高浜虚子の句を思い出している。
咲き満ちてこぼるる花もなかりけり 高浜虚子 『虚子秀句』
(さきみちて こぼるるはなも なかりけり)
もう30年近くになるが、私は当時住んでいた東京練馬区の光が丘公園の花の頃の、虚子の句のこの景の瞬間に出合いたいとずっと願っていた。莟の頃から、満開となり、落下するまでの毎日を過ごした。
そろそろ満開だろうと思った朝早く、いつも眺めている大桜の下に佇った。
朝日が上り、茜色はもう消えていた。露をいっぱい含んだ花弁のひとひらずつが透き通るように白く輝いていた。枝々の花は実際は九分咲きくらいであろうが、莟は花に隠れて満開のように見えた。花房はずしりとまあるく重そうである。風もなく、花びら一つ揺らぐことはなかった。
私は、この重量感と存在感と緊張感のあふれている桜の、この姿こそが、〈咲き満ちてこぼるゝ花もなかりけり〉に違いないと確信した。朝の静けさの中で、勿論一片の花びらも散らないままであった。名句なのに、何故か『五百句』には入っていない不思議な句である。
この満開の桜大樹が、能舞台で動きを極端にまで省略して佇むシテの姿に重なってくる。
やっと出合えた!
虚子の『五百句』研究に参加して、この作品を知ってから、虚子の作品を知るには、能を観ておきたいと思うようになり、能楽堂へ通うようになった。明治神宮薪能だけでなく、盛岡市の中尊寺や静岡市の三保の松原での薪能にも車を飛ばしたこともあった。
今宵は、「薪能」の作品を見てみよう。
■
薪燃えて静の顔を照しけり 正岡子規 『俳句稿』明治32年
(たきぎもえて じずかのかおを てらしけり) まさおか・しき
「静」とは、鎌倉時代の源義経の愛妾であり、もと京都の白拍子の静御前のことである。子規は、明治32年に季題「薪能」で7句詠んでいるが、実際に子規が観たものではなく、虚子や碧梧桐から話を聞いて詠んだものであるといわれている。明治32年の子規は、脊椎カリエスを病んで4年目であり、寝たきりの生活の方が多かった頃である。
しかし、子規、虚子、碧梧桐の生地の松山では能楽が盛んであり、虚子の父も能をし、松山藩の廃藩後は、旧藩の能楽保存に尽力したのは兄の池内信嘉であった。

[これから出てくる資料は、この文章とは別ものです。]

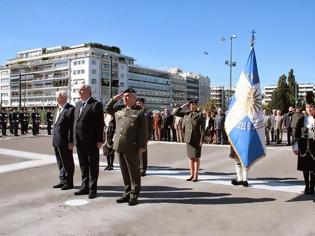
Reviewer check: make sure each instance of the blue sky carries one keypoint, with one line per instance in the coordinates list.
(165, 33)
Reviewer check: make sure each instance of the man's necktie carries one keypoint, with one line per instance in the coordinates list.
(81, 107)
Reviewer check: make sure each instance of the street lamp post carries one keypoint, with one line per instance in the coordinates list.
(230, 62)
(20, 89)
(110, 74)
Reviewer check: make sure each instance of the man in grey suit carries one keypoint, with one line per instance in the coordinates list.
(88, 130)
(130, 142)
(63, 141)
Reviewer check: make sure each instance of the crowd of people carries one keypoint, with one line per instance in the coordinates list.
(125, 130)
(19, 122)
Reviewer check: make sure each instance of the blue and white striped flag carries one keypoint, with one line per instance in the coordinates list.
(244, 122)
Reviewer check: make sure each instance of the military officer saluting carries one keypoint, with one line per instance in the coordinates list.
(194, 132)
(130, 142)
(304, 145)
(4, 120)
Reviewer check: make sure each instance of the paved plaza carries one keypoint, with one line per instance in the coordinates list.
(273, 204)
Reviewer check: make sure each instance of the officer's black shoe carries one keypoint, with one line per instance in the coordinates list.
(235, 182)
(60, 185)
(92, 195)
(123, 199)
(133, 201)
(82, 192)
(307, 191)
(245, 183)
(67, 186)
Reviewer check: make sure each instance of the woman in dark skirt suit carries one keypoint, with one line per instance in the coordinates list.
(194, 132)
(304, 145)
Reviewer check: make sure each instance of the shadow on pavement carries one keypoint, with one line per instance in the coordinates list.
(165, 194)
(301, 198)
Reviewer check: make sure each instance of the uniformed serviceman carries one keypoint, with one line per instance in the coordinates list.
(49, 121)
(11, 124)
(16, 121)
(194, 132)
(4, 122)
(130, 142)
(35, 121)
(304, 145)
(25, 117)
(144, 158)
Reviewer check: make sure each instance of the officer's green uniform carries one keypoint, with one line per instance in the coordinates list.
(194, 131)
(131, 135)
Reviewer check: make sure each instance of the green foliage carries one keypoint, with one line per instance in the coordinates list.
(211, 105)
(105, 47)
(293, 86)
(280, 99)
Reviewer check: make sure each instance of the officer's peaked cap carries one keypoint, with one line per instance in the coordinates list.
(129, 90)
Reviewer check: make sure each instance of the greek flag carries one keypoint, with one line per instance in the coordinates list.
(244, 122)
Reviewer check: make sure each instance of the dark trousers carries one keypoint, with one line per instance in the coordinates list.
(130, 170)
(219, 135)
(89, 159)
(65, 164)
(34, 128)
(272, 131)
(4, 128)
(144, 161)
(16, 128)
(289, 131)
(11, 127)
(49, 128)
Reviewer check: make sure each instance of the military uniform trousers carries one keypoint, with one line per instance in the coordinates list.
(65, 164)
(130, 169)
(89, 159)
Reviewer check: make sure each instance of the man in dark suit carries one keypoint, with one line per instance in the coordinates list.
(16, 121)
(88, 137)
(130, 142)
(63, 141)
(49, 121)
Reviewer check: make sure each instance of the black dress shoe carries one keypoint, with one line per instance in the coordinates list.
(307, 191)
(82, 192)
(245, 183)
(133, 201)
(123, 199)
(60, 185)
(67, 186)
(190, 178)
(235, 182)
(92, 195)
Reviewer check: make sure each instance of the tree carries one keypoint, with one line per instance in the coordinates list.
(293, 87)
(280, 99)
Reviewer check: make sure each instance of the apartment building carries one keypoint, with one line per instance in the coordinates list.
(38, 74)
(34, 77)
(4, 87)
(303, 89)
(152, 85)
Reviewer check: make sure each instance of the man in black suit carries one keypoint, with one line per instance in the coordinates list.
(63, 141)
(49, 121)
(88, 137)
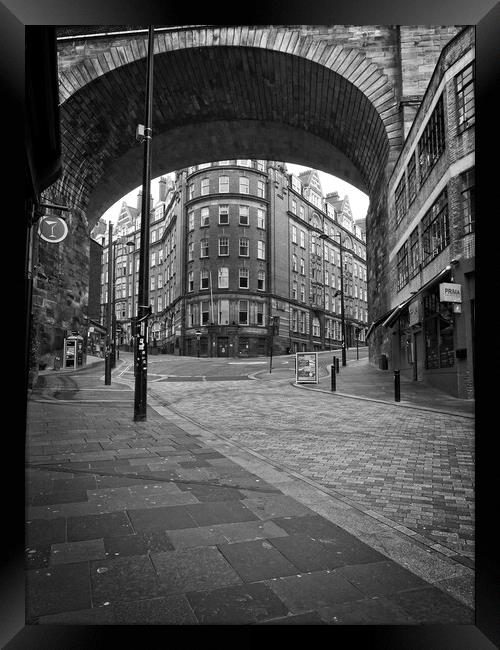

松山には2度訪れたことがある。初代主宰の八木健さんの「BS俳句王国」に出演させていただいた時である。その帰りに松山城に一人で上った。松山市民会館に能楽堂があった。
子規が観た薪能は、松山の能楽堂ではなかったと思われ、掲句は、虚子や碧梧桐から聞いた話からふっと浮かんだ句であるという。
子規の詠んだ7句を紹介してみよう。
ふらでやみし朧月夜や薪能
鉢の木や薪に遠き最明寺
薪燃えて静の顔を照しけり
薪能京より叔父のまかりけり
鹿来る楽屋の外や薪能
冴え返る春日颪や薪能
小夜更し鼓の音や薪能
掲句の薪能は、「船弁慶」または「静御前」であると思われる。どちらの演目にも静御前が登場する。薪能が始まると、シテの静御前は揚幕を出て橋掛かりを、つま先で床をするように「すり足」で歩いてくる。
燃える薪の明るさに能面の片側を照らされながらシテの静御前が、しずしずとすり足で歩いてくるのだ。
■
後ジテの出に風も死す薪能 能村登四郎 『能村登四郎前句集』
(のちジテのでに かぜもしす たきぎのう) のむら・としろう
薪能が催されるのは夏の夜である。夜風が吹いていれば、能管・小鼓・太鼓・太鼓の4種の楽器の音とともに、爽やかな風のなかでの後ジテの登場となる。
この夜は、風がピタリと止んで、なんとも蒸し暑いタイミングでの「後ジテの出」となったのですよ、となろうか。